The Last Emperor, The Lord's Servant

In these years of commemoration of the First World War, the figure of Blessed Charles of Austria, may be studied in greater depth by historians. He was an important figure, one who sought peace in the midst of war and was willing to take chances to achieve that peace. That he failed to do so is no fault of his, the hearts of all parties in the war had been hardened, as feared by US president Woodrow Wilson. 

Some historians regard Charles as naive, even incompetent, a man ill-suited to his role. I do not agree with this, he was a man, perhaps not well versed in the ways of political intrigue - he had too much integrity for that, but he was a realist, a realist in that he saw what war was, how ugly it was, and he did not care about a victory, he was not prepared to pay any price for victory, he sought peace. He alone of all the combatants listened to the pleas of Pope Benedict XV and did what he could to respond to them.

It is also interesting to note that of all the leaders in that war he fared the worst. As the Kaiser settled into a life of comfort in Switzerland, Charles, refusing to renounce what he saw as his duty of service to his people, would not abdicate, and so faced exile, separation from his children for a time, and then an early death.
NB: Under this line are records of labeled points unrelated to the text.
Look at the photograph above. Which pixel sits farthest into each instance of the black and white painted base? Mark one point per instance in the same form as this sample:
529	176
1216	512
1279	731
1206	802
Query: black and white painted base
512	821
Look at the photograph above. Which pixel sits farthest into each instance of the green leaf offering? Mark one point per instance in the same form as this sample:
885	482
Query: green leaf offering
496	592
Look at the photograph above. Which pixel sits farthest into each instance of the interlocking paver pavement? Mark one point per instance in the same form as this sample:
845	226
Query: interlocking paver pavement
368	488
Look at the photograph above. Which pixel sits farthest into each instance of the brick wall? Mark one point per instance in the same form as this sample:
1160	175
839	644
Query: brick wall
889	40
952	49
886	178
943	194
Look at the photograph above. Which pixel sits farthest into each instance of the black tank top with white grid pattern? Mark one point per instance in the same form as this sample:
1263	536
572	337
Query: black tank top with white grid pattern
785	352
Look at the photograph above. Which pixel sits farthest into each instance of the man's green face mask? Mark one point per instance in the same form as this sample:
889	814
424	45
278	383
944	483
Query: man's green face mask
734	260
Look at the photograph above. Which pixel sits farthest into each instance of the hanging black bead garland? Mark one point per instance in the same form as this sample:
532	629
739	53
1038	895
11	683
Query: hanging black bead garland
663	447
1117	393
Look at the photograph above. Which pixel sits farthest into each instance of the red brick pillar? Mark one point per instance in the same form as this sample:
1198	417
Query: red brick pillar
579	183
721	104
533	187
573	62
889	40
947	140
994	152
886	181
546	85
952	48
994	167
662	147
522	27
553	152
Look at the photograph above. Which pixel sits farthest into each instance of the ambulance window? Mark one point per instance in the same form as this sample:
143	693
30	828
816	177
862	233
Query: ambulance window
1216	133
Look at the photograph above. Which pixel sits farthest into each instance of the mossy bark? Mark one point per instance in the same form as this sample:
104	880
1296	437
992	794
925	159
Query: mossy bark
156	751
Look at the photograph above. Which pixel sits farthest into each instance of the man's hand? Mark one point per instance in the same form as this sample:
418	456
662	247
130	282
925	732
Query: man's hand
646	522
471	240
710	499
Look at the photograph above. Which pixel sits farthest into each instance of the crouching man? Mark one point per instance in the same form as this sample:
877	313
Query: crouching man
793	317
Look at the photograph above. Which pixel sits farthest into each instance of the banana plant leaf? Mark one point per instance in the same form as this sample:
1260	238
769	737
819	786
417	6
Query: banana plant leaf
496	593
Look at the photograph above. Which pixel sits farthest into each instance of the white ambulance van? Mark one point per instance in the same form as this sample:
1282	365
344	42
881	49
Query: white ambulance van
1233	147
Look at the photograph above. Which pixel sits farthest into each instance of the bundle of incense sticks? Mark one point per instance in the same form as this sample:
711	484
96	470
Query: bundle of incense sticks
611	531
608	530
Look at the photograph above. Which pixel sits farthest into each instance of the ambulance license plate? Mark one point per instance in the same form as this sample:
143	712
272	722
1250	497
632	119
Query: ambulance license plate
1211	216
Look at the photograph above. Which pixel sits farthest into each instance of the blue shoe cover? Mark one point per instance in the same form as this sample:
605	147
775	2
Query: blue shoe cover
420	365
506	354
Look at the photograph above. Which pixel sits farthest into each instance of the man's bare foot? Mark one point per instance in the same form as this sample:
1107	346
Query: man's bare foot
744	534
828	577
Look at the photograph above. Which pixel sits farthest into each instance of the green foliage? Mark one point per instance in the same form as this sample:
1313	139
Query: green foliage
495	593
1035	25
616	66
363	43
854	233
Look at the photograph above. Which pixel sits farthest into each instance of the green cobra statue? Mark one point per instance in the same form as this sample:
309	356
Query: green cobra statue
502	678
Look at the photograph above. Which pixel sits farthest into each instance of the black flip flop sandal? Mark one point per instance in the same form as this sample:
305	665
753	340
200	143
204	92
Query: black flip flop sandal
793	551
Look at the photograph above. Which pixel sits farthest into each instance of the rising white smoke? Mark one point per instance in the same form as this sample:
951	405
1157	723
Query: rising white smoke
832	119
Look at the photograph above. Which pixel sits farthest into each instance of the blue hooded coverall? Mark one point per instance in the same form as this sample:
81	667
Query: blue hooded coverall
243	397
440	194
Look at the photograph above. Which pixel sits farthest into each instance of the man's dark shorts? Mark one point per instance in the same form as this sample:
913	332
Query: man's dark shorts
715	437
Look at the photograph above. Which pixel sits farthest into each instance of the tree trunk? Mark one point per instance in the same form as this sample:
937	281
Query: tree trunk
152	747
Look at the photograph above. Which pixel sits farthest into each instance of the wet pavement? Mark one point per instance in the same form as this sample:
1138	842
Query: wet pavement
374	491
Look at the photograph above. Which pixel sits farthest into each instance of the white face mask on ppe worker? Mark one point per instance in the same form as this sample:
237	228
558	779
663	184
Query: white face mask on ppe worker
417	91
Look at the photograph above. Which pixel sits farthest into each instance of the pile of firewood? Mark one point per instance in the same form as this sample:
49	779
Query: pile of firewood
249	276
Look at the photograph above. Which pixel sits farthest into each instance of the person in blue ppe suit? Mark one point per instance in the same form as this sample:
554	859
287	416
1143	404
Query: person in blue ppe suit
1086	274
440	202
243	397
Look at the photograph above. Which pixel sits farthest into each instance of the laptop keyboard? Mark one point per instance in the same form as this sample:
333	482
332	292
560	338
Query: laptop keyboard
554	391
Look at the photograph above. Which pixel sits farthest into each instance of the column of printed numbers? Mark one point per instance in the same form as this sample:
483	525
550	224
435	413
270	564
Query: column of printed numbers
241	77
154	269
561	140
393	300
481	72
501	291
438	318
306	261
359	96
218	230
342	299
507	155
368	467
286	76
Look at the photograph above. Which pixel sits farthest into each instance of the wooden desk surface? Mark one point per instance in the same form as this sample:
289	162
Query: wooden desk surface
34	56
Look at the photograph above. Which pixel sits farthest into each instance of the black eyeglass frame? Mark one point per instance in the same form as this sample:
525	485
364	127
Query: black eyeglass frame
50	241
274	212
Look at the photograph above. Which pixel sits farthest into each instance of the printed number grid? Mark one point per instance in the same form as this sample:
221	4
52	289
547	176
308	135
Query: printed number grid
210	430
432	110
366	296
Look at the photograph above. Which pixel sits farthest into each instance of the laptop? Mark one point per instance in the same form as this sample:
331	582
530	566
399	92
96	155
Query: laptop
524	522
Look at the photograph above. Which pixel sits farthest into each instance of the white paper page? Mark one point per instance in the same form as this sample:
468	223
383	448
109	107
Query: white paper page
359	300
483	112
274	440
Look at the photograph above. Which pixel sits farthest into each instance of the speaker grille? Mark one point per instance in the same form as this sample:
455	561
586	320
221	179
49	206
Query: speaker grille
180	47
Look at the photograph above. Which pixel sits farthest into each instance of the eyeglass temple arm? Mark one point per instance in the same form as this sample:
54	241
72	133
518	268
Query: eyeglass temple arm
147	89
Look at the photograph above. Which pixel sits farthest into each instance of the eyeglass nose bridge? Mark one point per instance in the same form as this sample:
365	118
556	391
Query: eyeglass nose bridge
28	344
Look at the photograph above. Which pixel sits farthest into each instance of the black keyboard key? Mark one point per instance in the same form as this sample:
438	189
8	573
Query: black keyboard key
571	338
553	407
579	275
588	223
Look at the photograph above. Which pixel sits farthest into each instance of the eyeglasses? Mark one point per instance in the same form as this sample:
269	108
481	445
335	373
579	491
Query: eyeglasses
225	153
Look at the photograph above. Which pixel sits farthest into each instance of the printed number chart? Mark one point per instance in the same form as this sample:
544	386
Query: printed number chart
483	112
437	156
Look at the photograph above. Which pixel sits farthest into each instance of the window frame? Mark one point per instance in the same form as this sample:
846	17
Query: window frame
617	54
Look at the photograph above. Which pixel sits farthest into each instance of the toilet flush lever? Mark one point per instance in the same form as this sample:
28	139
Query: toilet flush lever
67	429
In these years of commemorations, as we remember the dead of World War I, as we lament over the uselessness of war, and of this war in particular, as we remember peacemakers, let us promote one of the greatest of them all: Charles of Austria. Today is his feast day, he was one of the last Beati declared by St John Paul II, and he may well be canonised soon as a strong miracle is making its way through the Congregation of Causes of Saints. How wonderful it would be if he were to be canonised during these years of remembrance.

May Blessed Charles intercede for us all; may he pray for peace, for peacemakers and for the hearts of those torn apart by anger, violence and despair.